JSON Extraction Template
Table of Contents
- Overview
- Pipeline Architecture
- Seed Format
- Output Format
- Use Cases
- Customization
- Related Documentation
Overview
Complexity: Simple (2 blocks) Use Case: Extract structured information from unstructured text as JSON
This template converts free-form text into structured JSON with title and description fields. Perfect for creating structured datasets from raw text content.
Pipeline Architecture
┌──────────────────┐ ┌──────────────────┐
│ Structured │ ──► │ JSON │
│ Generator │ │ Validator │
└──────────────────┘ └──────────────────┘
Input: content
↓
+ generated (title, description)
↓
+ valid, parsed_json
Blocks:
- StructuredGenerator - Extracts key information as structured JSON
- JSONValidatorBlock - Validates the JSON structure and required fields
Seed Format
Use the simplified content field in metadata:
{
"repetitions": 3,
"metadata": {
"content": "Python is a high-level programming language known for readability and versatility.
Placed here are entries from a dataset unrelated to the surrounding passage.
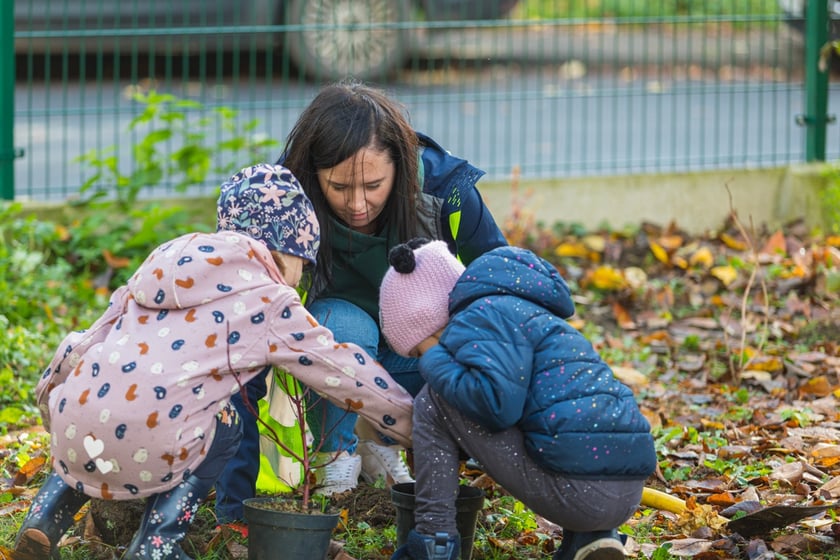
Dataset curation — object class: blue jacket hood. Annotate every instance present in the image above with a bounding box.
[420,247,656,479]
[449,246,575,319]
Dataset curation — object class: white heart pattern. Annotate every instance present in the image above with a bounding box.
[82,435,105,459]
[96,459,114,474]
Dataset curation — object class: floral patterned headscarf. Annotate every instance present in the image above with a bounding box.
[216,163,321,264]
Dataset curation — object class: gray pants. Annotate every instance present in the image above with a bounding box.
[413,385,644,535]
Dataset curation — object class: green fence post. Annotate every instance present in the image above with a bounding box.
[803,2,831,161]
[0,0,15,200]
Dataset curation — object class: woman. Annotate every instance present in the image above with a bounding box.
[217,81,507,521]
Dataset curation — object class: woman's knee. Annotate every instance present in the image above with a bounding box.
[309,298,379,350]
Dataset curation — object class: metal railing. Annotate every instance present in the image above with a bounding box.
[0,0,840,200]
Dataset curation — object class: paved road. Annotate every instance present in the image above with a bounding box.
[15,27,840,198]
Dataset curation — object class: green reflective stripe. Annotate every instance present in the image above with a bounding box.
[449,210,461,239]
[449,210,461,261]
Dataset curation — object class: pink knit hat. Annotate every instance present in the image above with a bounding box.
[379,238,464,356]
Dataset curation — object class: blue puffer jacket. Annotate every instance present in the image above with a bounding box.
[420,247,656,479]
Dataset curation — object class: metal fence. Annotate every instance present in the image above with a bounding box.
[0,0,840,200]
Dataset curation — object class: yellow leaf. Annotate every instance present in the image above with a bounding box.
[554,243,589,257]
[750,356,784,371]
[650,241,670,264]
[700,418,726,430]
[688,247,715,269]
[582,235,607,253]
[720,233,747,251]
[590,266,626,291]
[642,487,685,513]
[659,235,683,251]
[709,265,738,287]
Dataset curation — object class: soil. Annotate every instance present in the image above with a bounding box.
[75,482,396,560]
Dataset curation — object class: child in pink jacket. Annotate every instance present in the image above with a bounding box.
[9,164,412,560]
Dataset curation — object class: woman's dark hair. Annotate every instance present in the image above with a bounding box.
[280,81,420,294]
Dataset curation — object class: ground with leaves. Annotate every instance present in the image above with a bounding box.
[0,205,840,560]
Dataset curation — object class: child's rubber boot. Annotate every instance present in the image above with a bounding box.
[552,529,624,560]
[15,473,90,560]
[123,476,213,560]
[391,529,461,560]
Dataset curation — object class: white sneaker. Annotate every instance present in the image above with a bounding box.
[356,440,414,488]
[315,451,362,496]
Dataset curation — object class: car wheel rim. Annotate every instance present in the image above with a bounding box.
[302,0,401,74]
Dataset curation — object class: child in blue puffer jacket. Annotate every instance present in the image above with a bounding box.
[380,239,656,560]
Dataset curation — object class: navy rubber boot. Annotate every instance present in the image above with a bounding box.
[123,475,213,560]
[15,473,90,560]
[552,529,624,560]
[391,529,461,560]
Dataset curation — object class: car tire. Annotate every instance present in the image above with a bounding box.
[284,0,410,80]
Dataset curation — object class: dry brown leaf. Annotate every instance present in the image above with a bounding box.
[759,230,787,255]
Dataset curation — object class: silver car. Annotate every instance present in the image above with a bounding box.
[14,0,517,79]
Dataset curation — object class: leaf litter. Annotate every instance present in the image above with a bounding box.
[0,204,840,560]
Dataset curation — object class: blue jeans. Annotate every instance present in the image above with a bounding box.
[214,366,271,523]
[306,298,424,455]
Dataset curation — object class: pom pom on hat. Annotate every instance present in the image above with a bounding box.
[216,163,321,264]
[379,239,464,356]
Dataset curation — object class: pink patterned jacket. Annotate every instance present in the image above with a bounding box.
[37,232,412,499]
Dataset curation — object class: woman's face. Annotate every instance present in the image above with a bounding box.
[318,147,396,234]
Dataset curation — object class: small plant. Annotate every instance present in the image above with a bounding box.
[77,90,278,208]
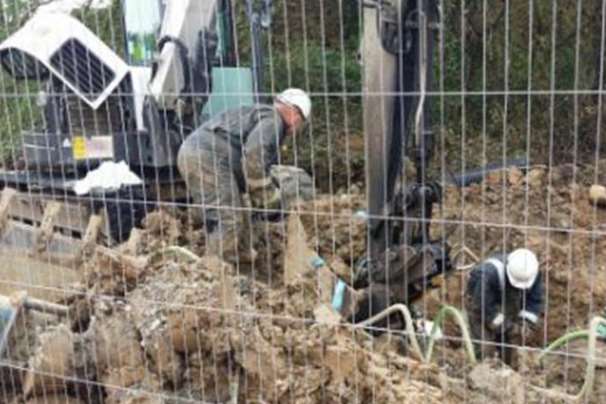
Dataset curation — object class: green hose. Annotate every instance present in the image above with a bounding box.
[539,330,589,361]
[355,303,477,365]
[532,317,606,401]
[354,303,425,360]
[425,305,477,365]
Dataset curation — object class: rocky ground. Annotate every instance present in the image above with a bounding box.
[5,163,606,404]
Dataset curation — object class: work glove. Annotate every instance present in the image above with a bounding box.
[488,313,510,331]
[248,177,282,209]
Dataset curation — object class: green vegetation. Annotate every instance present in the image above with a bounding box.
[0,0,604,191]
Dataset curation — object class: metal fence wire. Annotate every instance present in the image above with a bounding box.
[0,0,606,404]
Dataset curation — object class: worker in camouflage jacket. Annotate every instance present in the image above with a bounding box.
[177,89,311,263]
[466,248,543,363]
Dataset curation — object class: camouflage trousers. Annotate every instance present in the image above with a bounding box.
[177,130,252,263]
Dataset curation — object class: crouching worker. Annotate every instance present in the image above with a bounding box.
[177,89,311,263]
[465,249,543,364]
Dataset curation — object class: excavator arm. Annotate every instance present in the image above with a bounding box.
[354,0,450,320]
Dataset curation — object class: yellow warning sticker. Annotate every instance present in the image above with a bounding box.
[72,136,86,160]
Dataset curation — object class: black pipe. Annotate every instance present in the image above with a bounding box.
[448,157,529,187]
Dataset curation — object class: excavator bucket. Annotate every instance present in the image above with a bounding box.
[0,188,108,297]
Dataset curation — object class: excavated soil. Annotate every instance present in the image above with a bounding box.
[5,165,606,404]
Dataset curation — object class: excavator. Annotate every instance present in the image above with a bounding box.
[0,0,452,328]
[0,0,272,266]
[350,0,453,329]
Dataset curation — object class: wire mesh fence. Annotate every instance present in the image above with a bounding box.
[0,0,606,404]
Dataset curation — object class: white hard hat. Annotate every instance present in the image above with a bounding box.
[276,88,311,120]
[507,248,539,289]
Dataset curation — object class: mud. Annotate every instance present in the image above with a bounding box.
[5,163,606,404]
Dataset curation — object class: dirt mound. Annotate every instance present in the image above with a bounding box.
[9,163,606,404]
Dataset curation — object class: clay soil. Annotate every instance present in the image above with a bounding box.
[7,163,606,404]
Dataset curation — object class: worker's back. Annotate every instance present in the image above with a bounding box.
[200,104,284,149]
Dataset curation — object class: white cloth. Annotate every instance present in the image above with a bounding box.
[73,161,143,195]
[38,0,112,14]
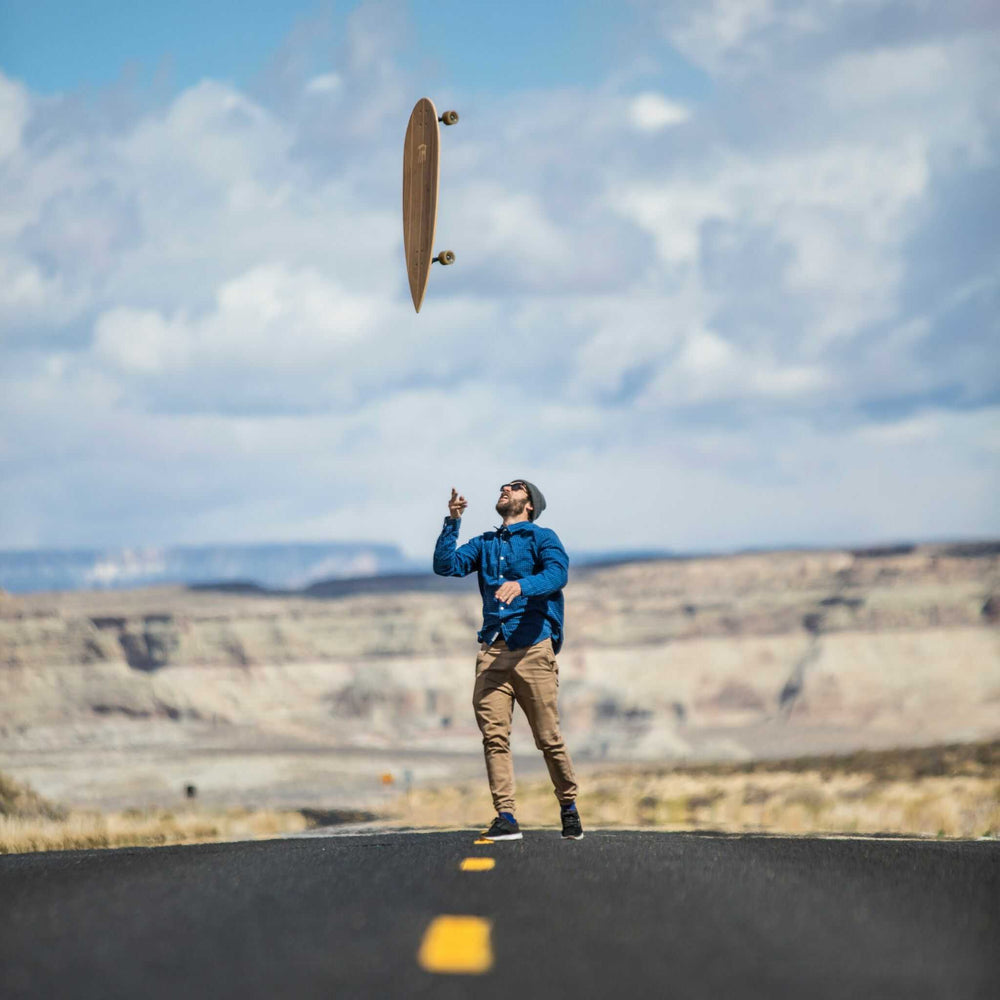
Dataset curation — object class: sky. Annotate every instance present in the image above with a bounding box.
[0,0,1000,556]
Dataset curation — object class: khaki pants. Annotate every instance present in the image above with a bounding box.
[472,636,576,813]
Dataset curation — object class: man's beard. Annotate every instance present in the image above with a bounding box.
[497,497,528,517]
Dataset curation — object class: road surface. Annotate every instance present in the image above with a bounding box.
[0,830,1000,1000]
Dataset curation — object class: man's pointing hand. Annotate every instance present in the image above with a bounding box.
[448,486,469,517]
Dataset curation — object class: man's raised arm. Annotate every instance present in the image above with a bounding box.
[434,487,483,576]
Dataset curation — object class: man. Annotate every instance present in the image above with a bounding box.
[434,479,583,840]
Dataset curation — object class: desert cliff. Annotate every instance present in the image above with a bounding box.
[0,544,1000,812]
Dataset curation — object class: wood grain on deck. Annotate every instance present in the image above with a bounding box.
[403,97,439,312]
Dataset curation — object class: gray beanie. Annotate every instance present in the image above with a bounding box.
[512,479,545,521]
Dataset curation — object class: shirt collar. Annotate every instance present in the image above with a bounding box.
[496,521,533,535]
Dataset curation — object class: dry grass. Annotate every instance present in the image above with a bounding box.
[395,742,1000,838]
[0,809,310,854]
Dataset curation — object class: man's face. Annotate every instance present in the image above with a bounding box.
[497,479,531,517]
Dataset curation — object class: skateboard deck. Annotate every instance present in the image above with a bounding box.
[403,97,458,312]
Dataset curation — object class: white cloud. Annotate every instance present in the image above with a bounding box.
[0,73,29,162]
[0,0,998,554]
[628,91,691,132]
[306,73,344,94]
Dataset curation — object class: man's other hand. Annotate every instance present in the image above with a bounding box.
[448,486,469,517]
[493,580,521,604]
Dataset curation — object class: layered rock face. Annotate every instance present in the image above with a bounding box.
[0,544,1000,759]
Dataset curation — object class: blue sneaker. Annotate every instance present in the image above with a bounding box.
[560,804,583,840]
[483,813,522,840]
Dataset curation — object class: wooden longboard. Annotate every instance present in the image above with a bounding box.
[403,97,458,312]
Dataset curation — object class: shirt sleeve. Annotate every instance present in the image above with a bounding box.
[434,517,483,576]
[518,530,569,597]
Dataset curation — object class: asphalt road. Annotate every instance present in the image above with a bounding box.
[0,830,1000,1000]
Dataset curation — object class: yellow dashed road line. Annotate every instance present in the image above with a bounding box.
[458,858,496,872]
[417,915,493,975]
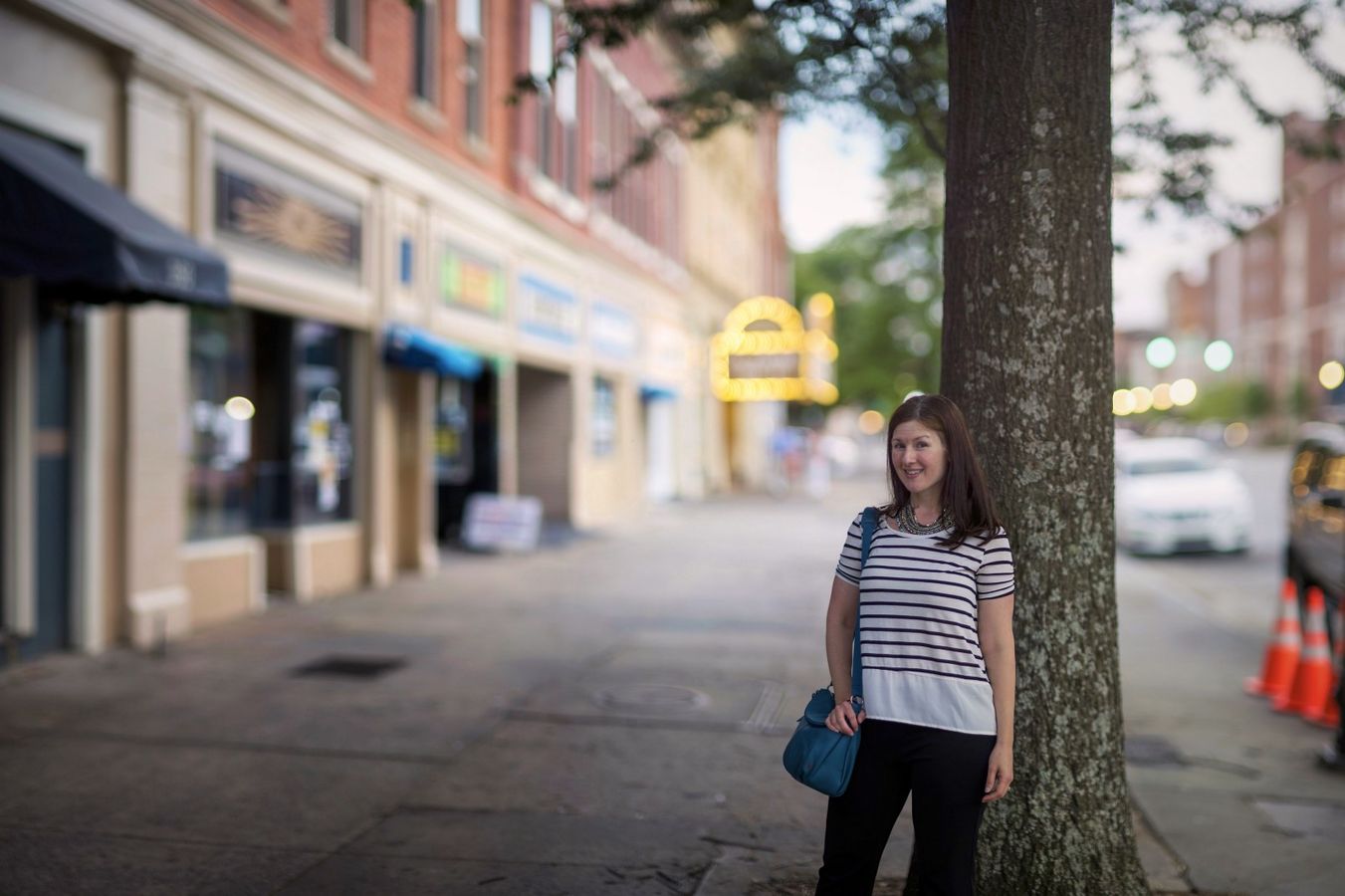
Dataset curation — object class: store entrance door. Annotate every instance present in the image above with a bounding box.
[434,364,499,544]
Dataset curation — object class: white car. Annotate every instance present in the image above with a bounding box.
[1116,439,1252,555]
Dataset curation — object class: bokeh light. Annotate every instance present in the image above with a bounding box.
[859,410,884,436]
[225,395,257,420]
[1172,379,1196,407]
[1205,339,1233,372]
[1154,382,1173,410]
[1317,360,1345,389]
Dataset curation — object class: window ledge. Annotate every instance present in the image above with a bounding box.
[242,0,292,28]
[406,97,448,130]
[323,35,374,84]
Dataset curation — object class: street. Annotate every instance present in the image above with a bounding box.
[0,452,1345,896]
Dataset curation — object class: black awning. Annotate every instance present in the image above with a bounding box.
[0,126,229,306]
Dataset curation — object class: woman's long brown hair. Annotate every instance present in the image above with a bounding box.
[882,395,1002,548]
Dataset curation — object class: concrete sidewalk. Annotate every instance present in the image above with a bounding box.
[0,486,1345,896]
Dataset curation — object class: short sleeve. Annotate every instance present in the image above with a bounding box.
[977,529,1012,600]
[836,513,863,585]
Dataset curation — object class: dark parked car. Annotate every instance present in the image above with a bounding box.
[1284,422,1345,611]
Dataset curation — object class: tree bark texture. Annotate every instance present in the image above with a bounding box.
[915,0,1149,896]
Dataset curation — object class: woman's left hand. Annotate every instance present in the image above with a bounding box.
[981,744,1012,803]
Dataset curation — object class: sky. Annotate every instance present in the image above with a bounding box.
[781,17,1345,330]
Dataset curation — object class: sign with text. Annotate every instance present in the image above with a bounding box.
[214,141,363,273]
[589,302,640,360]
[710,294,838,405]
[518,275,579,345]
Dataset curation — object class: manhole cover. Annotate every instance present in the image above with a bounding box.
[593,685,710,716]
[292,656,406,678]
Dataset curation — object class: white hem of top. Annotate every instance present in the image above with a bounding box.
[863,713,1000,738]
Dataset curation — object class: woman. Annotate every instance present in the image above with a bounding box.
[816,395,1014,896]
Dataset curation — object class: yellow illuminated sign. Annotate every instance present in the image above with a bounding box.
[710,294,839,405]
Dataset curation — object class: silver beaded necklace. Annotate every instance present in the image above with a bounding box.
[897,505,953,536]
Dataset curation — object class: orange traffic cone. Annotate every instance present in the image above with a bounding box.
[1272,585,1331,715]
[1303,602,1345,728]
[1242,578,1302,700]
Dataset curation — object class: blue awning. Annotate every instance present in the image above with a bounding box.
[383,325,484,379]
[640,383,677,401]
[0,126,229,306]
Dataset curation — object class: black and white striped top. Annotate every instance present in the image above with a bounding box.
[836,514,1014,735]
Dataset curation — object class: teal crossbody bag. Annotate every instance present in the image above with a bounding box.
[785,507,878,796]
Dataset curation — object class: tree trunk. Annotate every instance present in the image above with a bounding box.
[913,0,1149,896]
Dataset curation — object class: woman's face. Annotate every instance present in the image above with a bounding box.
[888,420,948,495]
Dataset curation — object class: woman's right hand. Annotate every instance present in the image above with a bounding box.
[827,700,865,736]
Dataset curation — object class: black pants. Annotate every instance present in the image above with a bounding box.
[816,720,996,896]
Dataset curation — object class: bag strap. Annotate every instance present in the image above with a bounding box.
[850,507,878,700]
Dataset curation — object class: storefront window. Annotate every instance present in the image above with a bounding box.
[593,376,616,457]
[187,308,257,540]
[292,321,355,522]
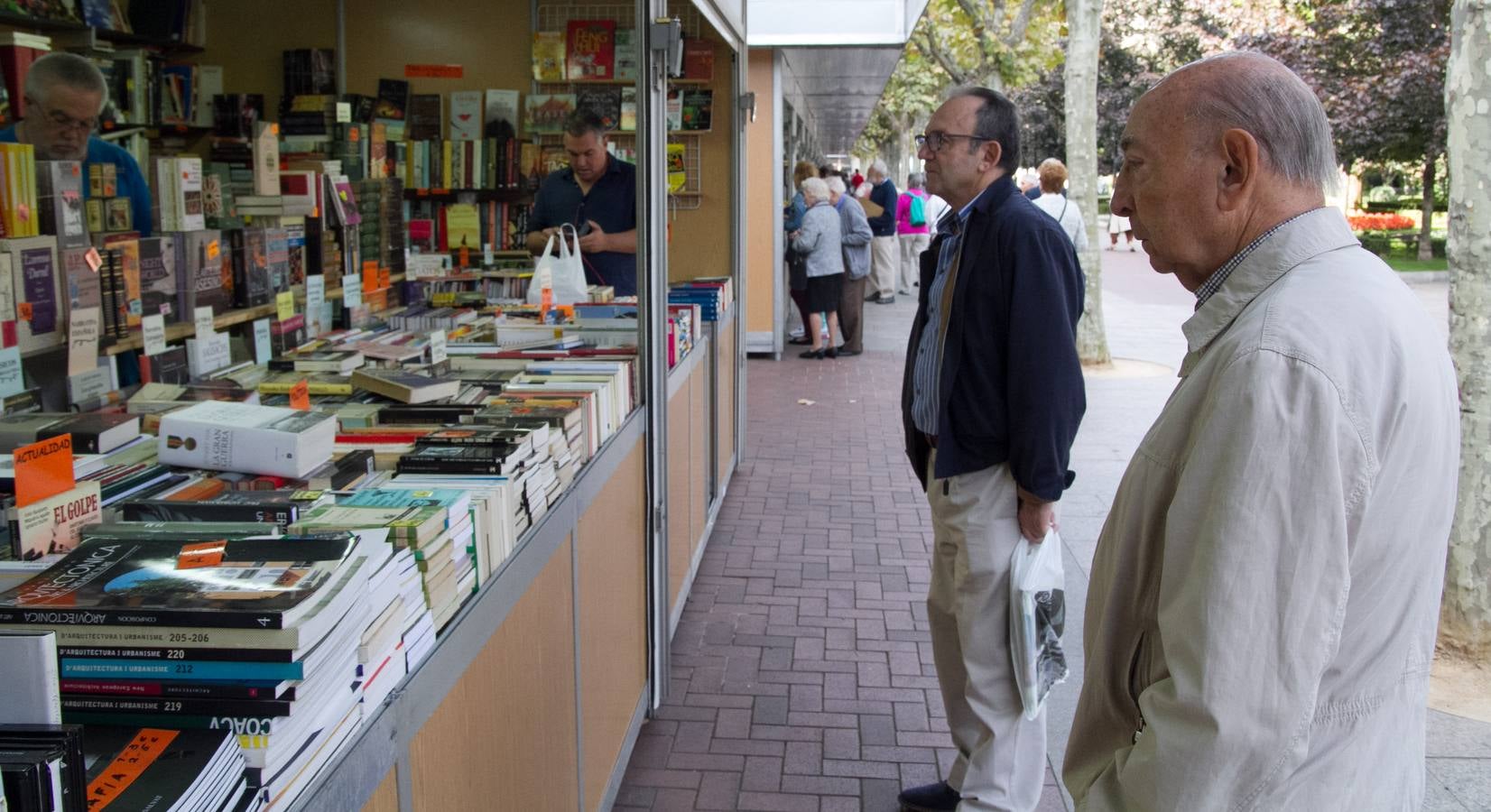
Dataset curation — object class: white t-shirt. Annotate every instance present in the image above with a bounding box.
[1033,192,1087,252]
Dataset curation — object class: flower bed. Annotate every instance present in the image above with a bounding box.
[1347,213,1418,231]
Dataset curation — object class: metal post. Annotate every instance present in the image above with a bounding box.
[636,0,672,709]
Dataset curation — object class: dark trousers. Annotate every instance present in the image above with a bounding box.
[839,274,869,353]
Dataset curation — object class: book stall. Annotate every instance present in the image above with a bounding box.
[0,0,744,812]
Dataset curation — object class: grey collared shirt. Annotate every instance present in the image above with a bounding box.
[911,211,972,437]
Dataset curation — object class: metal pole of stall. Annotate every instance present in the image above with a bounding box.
[636,0,681,709]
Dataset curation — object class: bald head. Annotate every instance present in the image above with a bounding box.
[1141,51,1338,192]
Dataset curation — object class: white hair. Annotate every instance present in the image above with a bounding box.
[1181,51,1338,190]
[802,178,829,199]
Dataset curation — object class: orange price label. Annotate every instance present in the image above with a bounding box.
[11,434,76,508]
[404,64,465,79]
[88,727,179,809]
[176,540,228,569]
[289,378,310,411]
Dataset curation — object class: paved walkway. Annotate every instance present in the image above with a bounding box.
[616,252,1491,812]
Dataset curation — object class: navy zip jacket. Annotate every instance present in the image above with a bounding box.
[901,176,1087,501]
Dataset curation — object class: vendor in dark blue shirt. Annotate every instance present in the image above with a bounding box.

It's widely used in web development, data science, and automation."
}
}
Multiple seeds example:
[
{
"repetitions": 2,
"metadata": {
"content": "Electric cars reduce emissions but require charging infrastructure."
}
},
{
"repetitions": 1,
"metadata": {
"content": "Machine learning algorithms learn patterns from data without explicit programming."
}
}
]
Output Format
Schema:
{
"title": "string - concise title summarizing the content",
"description": "string - detailed description of the content"
}
Example output:
{
"title": "Introduction to Python",
"description": "Python is a high-level programming language known for its readability and versatility, widely used in web development, data science, and automation."
}
Use Cases
Perfect for:
- Creating structured datasets from raw text
- Converting blog posts/articles to metadata
- Extracting key information from descriptions
- Building content catalogs with titles and summaries
Not ideal for:
- Complex multi-field extraction (use custom blocks)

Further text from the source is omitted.